Note that as of right now, there's this other annoying bug that means you will have to refresh the page after changing the helices view order (it won't update the view after you click the OK button, but it will update the design stored in your browser's local storage): https://github.com/UC-Davis-molecular-computing/scadnano/issues/677

After refreshing the page, the helices look as they do in the cadnano design:

image

other than helix 37, which is way down on the bottom. I'd suggest moving it to be closer to the bottommost helix.

image

dave-doty commented 2 years ago

Okay, after playing with the "fix" for a bit, I decided this isn't very straightforward, so I'm re-opening the issue and deciding we should adjust the cadnano import to handle this.

What the user will most expect is to see the helices in the main view in the order they are used to seeing. Hopefully it is as straightforward as setting the default helix group's helices_view_order field as I suggested in the fix. But it might be tricky to figure out how cadnano handles helices that are not vertically stacked in the side view (e.g., helix 37 in this design).

While we're at it, I'm not sure why there's a gap between helices 23 and 25 in the scadnano design. I can't see the cadnano design, so I'm not sure what's happening around those helices.
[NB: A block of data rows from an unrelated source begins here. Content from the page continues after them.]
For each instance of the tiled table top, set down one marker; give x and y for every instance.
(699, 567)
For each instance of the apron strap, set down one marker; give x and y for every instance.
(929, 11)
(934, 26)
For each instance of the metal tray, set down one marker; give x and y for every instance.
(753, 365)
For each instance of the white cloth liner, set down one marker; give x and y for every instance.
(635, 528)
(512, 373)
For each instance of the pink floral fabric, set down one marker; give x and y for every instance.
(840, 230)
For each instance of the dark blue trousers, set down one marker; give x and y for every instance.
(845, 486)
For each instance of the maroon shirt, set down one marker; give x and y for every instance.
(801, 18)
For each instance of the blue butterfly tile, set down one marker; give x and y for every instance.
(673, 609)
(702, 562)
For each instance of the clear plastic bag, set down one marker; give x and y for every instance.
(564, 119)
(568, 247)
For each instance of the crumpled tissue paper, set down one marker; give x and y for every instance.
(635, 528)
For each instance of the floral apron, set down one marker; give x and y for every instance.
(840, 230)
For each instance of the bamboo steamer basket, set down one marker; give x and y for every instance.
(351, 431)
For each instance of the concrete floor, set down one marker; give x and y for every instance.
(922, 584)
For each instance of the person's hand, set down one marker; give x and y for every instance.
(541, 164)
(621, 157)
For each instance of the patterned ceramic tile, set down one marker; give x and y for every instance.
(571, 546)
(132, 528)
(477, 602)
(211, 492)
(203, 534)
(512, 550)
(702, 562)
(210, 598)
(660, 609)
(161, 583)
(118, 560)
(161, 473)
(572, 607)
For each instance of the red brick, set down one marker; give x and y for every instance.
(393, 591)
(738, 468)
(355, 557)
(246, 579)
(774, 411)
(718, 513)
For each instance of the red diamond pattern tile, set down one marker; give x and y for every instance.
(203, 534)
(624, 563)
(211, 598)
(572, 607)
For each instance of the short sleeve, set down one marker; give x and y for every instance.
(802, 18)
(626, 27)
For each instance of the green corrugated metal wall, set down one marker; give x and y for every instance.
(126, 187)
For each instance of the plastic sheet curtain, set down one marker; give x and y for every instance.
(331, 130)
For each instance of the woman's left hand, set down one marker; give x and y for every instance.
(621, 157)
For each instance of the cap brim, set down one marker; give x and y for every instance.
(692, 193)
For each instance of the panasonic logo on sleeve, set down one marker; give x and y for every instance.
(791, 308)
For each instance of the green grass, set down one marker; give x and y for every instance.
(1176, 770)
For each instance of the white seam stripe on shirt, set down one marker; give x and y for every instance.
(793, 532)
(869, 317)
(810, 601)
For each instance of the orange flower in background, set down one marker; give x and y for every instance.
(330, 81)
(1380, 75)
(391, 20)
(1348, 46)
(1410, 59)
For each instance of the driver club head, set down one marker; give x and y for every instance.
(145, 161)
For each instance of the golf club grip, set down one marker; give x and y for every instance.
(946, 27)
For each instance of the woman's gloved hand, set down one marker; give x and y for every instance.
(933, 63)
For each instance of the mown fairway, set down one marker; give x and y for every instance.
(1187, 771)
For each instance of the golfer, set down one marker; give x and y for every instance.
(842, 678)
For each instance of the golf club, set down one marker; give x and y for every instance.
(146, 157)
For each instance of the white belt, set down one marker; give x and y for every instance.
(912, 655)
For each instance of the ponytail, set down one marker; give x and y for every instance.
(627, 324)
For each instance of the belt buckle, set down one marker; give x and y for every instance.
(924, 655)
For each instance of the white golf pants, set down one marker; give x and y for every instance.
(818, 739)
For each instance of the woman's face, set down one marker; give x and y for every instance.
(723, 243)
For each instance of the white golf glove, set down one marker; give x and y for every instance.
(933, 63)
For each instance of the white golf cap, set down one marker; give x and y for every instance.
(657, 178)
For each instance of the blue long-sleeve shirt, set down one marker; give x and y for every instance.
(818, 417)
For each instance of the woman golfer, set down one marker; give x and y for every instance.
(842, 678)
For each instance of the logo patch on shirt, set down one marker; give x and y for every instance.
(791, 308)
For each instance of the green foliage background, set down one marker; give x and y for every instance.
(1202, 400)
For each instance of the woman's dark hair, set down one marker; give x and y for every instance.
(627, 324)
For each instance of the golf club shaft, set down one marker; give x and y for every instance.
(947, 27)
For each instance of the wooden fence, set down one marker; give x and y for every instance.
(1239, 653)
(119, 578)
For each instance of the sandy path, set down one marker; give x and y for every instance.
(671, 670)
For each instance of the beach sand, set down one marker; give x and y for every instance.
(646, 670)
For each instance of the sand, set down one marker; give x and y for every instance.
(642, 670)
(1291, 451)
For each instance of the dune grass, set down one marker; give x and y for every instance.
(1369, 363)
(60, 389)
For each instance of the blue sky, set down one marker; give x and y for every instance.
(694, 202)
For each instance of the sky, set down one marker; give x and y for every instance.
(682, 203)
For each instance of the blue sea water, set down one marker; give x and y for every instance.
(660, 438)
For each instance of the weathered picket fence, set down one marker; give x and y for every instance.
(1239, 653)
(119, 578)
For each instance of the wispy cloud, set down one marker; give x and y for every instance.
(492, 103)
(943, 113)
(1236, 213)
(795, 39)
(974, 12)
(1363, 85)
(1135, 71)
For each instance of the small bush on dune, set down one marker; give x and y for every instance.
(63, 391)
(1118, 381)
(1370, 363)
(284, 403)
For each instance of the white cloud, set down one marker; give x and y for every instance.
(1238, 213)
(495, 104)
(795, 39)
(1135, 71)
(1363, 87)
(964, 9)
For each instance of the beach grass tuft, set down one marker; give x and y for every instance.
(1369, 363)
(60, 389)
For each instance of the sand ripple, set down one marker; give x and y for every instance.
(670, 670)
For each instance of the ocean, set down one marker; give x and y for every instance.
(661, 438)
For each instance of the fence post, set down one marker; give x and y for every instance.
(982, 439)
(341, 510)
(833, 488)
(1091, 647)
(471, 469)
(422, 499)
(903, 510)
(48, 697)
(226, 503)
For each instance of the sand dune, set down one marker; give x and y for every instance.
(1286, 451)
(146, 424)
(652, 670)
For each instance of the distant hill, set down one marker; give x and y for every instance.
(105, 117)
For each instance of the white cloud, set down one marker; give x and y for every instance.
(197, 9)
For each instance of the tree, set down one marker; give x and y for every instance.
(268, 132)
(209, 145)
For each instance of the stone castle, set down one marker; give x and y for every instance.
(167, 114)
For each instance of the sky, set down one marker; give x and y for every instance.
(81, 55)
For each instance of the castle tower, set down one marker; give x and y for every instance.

tcosmo commented 2 years ago

I'm not sure what's happening either! The hole is in the cadnano design, not sure why

Screenshot from 2021-11-14 20-49-57

Screenshot from 2021-11-14 20-50-44

I think it is rather a good and important thing that the cadnano -> scadnano feature reproduces exactly what is being seen in cadnano. That way there are no hidden algorithm for the user to think about and makes it easier to debug designs. It keeps things simple

dave-doty commented 2 years ago

I'm not sure what's happening either! The hole is in the cadnano design, not sure why

Ah, I didn't realize that. I thought scadnano import was introducing the hole.

I think it is rather a good and important thing that the cadnano -> scadnano feature reproduces exactly what is being seen in cadnano. That way there are no hidden algorithm for the user to think about and makes it easier to debug designs. It keeps things simple

Yes, I agree. I think the helices_view_order will be a good way for the scadnano import to reproduce the order in which helices appear in the cadnano design.

tcosmo commented 2 years ago

Dave, I have thorougly checked the code of Design constructor and the order of the helices IS lost even if the helices were give as a list.

Indeed, you very early call _normalize_helices_as_dict in the constructor the order is lost. Later in the code, if no view order was given the code will choose the identity in function _check_helices_view_order_and_return.

Conclusion: do not assume that your constructor code deals with the ordering, even if input helices is a list.

Hence, to solve this issue I uncommented my piece of code which set the helice view order inside the import function.

I also added a test test_helices_order2.

All of this is in 6170f983864b7ce20f00271d3019e1a2169a5f58.